Kamis, 5 September 2019


Kalau di jaman old harus tau bobot, bibit, bebet pasangan sebelum memutuskan menikah, di jaman now ini apa iya sama? Nah, simak yuk informasi tentang kesiapan-kesiapan sebelum memutuskan menikah dari UNALA berikut ini… 

Pertama, kesiapan mental emosional. Remaja itu kata orang masih labil, nah kalau menikah, apalagi dengan pasangan yang masih sama-sama remaja, gimana dong rumah tangganya? Padahal kan masa remaja adalah masa dimana remaja sedang bertumbuh kembang secara pesat baik dari segi fisik, psikis dan intelektual. Kata Kak (tag) Kalis Mardiasih, menikah itu nggak hanya terikat dengan pasangan saja, tapi masuk ke sistem sosial bermasyarakat. Nah, makanya matang secara mental emosional penting gaess!
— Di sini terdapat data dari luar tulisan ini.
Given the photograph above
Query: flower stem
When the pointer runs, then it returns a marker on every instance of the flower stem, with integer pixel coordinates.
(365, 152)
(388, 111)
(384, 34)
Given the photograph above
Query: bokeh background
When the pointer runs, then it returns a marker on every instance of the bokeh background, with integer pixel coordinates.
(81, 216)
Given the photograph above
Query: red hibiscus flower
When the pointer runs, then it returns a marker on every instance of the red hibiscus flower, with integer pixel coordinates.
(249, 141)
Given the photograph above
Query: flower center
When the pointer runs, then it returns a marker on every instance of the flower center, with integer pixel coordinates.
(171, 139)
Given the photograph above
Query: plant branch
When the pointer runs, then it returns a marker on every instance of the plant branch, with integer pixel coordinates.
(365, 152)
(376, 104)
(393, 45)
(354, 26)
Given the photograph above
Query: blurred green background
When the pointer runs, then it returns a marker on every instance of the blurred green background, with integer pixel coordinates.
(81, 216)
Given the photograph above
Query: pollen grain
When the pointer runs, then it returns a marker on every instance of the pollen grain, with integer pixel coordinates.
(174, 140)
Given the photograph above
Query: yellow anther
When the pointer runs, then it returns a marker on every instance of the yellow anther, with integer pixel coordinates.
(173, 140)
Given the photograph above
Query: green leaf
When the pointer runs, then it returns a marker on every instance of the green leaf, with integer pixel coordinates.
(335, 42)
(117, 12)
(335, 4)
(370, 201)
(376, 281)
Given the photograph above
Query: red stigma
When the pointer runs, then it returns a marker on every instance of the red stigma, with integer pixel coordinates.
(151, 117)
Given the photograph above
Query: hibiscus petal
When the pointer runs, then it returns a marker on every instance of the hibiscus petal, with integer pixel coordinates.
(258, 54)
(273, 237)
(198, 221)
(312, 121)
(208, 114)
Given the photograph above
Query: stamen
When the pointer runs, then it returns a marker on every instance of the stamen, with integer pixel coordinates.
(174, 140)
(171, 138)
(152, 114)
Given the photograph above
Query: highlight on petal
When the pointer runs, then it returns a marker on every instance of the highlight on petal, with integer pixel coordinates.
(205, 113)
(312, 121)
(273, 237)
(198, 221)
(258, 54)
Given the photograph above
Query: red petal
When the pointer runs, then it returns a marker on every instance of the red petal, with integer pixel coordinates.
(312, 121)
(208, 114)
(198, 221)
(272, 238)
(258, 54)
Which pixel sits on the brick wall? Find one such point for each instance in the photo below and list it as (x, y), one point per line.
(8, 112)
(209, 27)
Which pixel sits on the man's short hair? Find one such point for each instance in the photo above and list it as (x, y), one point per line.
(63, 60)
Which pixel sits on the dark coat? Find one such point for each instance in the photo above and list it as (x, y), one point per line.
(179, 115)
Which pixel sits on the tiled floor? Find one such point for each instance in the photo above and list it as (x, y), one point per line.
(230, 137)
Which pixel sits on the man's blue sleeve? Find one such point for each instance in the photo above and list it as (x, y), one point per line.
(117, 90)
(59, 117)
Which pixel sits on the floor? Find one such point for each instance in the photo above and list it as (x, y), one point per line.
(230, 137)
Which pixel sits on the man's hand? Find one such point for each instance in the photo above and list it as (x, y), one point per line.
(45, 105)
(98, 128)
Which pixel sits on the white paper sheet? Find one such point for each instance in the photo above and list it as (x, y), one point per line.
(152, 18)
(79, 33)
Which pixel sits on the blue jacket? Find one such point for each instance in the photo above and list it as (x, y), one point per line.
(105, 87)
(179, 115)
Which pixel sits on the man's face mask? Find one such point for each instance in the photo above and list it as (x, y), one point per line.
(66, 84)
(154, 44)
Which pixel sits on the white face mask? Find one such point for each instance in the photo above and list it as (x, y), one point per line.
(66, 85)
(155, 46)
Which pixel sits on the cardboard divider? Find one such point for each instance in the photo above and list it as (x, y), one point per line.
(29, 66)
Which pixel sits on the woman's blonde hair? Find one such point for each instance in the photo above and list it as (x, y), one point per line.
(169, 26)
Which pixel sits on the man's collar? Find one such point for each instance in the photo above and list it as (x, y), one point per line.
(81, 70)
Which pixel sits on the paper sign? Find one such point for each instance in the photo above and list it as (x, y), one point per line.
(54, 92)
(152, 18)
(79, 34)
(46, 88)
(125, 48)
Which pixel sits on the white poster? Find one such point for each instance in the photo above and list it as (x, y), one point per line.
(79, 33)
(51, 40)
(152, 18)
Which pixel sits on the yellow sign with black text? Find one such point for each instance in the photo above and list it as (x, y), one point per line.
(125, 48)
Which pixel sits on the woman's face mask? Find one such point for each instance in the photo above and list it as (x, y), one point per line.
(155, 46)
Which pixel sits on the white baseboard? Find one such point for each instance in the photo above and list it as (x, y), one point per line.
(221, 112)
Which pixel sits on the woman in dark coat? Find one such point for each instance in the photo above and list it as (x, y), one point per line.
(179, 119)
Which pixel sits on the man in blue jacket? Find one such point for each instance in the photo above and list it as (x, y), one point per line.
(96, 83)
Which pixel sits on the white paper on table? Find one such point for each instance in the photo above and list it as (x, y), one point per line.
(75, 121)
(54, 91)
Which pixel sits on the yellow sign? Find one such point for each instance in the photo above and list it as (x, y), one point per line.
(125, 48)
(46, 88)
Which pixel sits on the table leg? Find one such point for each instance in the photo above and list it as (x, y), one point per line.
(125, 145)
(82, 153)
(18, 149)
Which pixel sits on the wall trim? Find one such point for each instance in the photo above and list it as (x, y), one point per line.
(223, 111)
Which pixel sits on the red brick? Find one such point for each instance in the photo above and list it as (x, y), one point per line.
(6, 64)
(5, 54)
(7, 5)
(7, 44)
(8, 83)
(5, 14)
Kesiapan pendidikan juga harus dipikirkan, apalagi Program Pemerintah Wajib Belajar sekarang bukan lagi 9 tahun tapi 12 tahun, artinya remaja di Indonesia minimal harus menempuh pendidikan sampai jenjang SMA atau sekolah yang sederajat lainnya. 
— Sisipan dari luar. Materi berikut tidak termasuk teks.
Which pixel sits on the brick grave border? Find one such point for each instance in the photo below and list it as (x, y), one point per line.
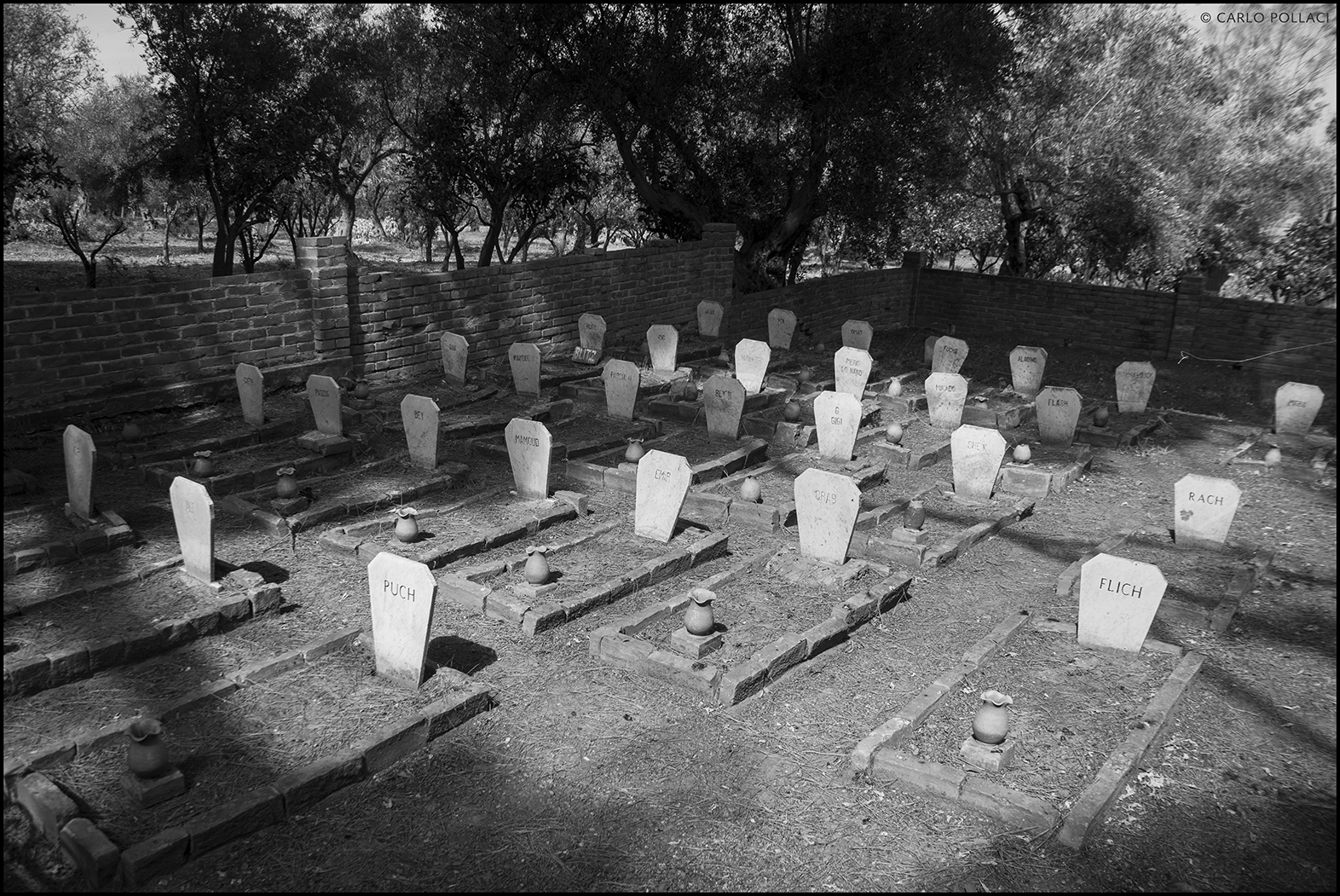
(105, 865)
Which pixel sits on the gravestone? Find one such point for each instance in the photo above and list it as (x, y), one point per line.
(323, 396)
(1058, 414)
(1026, 365)
(454, 354)
(193, 512)
(836, 421)
(526, 368)
(1204, 509)
(949, 356)
(621, 389)
(402, 593)
(945, 398)
(419, 417)
(1296, 408)
(709, 318)
(662, 485)
(1118, 600)
(251, 390)
(529, 449)
(782, 324)
(857, 333)
(81, 459)
(752, 359)
(724, 401)
(1134, 384)
(852, 370)
(826, 513)
(977, 453)
(663, 344)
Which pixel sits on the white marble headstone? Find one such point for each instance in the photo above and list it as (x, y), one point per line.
(1296, 408)
(977, 453)
(1118, 600)
(945, 398)
(1134, 384)
(529, 448)
(402, 593)
(662, 483)
(419, 415)
(1204, 509)
(1058, 414)
(836, 421)
(826, 513)
(251, 390)
(193, 512)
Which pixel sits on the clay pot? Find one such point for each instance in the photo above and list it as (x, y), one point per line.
(991, 725)
(147, 753)
(698, 618)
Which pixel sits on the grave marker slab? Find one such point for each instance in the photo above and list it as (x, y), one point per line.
(529, 448)
(1134, 384)
(402, 593)
(456, 351)
(1058, 414)
(621, 389)
(1026, 365)
(1118, 600)
(752, 359)
(251, 391)
(1296, 408)
(724, 401)
(1204, 509)
(193, 512)
(826, 513)
(945, 398)
(421, 417)
(662, 483)
(836, 421)
(977, 453)
(323, 396)
(81, 459)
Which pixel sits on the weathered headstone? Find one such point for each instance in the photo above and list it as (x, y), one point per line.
(724, 401)
(81, 459)
(323, 396)
(852, 370)
(752, 359)
(1296, 408)
(949, 356)
(857, 333)
(662, 483)
(1118, 600)
(826, 513)
(945, 398)
(1058, 414)
(419, 415)
(621, 389)
(709, 318)
(251, 390)
(836, 421)
(977, 453)
(782, 324)
(529, 448)
(193, 512)
(1134, 384)
(663, 344)
(1026, 365)
(402, 593)
(1204, 509)
(526, 368)
(456, 351)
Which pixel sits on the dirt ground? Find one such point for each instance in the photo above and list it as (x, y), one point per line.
(588, 777)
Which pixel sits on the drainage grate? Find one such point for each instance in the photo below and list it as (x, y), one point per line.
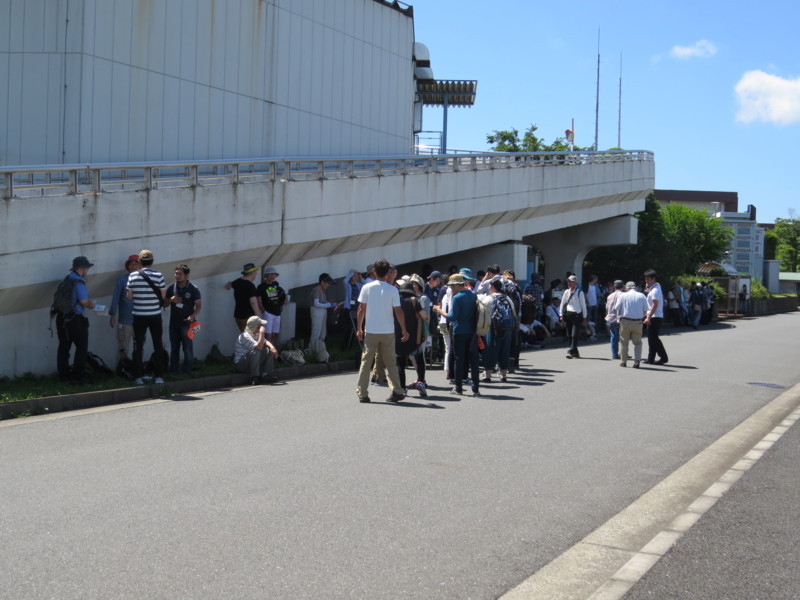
(774, 386)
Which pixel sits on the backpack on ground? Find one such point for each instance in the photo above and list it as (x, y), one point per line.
(502, 315)
(125, 368)
(483, 314)
(62, 298)
(96, 365)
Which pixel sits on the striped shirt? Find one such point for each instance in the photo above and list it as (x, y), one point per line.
(145, 302)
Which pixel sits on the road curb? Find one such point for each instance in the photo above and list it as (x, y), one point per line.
(54, 404)
(603, 564)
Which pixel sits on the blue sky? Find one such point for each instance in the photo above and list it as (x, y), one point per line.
(712, 87)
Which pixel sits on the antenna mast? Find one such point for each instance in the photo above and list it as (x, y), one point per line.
(619, 117)
(597, 98)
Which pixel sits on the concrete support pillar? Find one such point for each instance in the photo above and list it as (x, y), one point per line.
(509, 255)
(565, 249)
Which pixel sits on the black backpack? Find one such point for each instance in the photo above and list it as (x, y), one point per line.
(62, 298)
(502, 314)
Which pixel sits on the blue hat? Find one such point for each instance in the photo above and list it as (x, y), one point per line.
(467, 274)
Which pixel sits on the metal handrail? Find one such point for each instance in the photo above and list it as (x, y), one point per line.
(62, 180)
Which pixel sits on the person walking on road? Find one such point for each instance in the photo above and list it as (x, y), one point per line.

Tentang kesiapan ekonomi, bukan cuman pas mantenan aja lho yang butuh biaya… Kalau udah menikah, apalagi langsung hamil, kalau Sobat UNALA belum siap secara ekonomi gimana? Kalau ada yang bilang banyak anak banyak rejeki, mungkin itu maksudnya kalau banyak anaknya, juga harus rajin ngumpulin rejekinya, masa iya udah nikah masih mau minta duit dari mamah papah???

Terakhir, kesiapan reproduksi, usia ideal perempuan menikah secara reproduktif menurut BKKBN memang pada usia minimal 21 tahun, namun Sobat UNALA juga harus paham tentang informasi kesehatan reproduksi terkait sistem, fungsi, dan proses reproduksinya itu sendiri sebelum menikah dan melahirkan. 

Hal terpenting nih, keputusan Sobat UNALA untuk menikah adalah keputusan bertanggungjawab yang diambil tanpa ada paksaan dari pihak mana pun. Tahu kan kalau hak untuk merencanakan berkeluarga dan hak untuk menentukan kapan punya anak adalah salah dua dalam 12 Hak Kesehatan Reproduksi Remaja!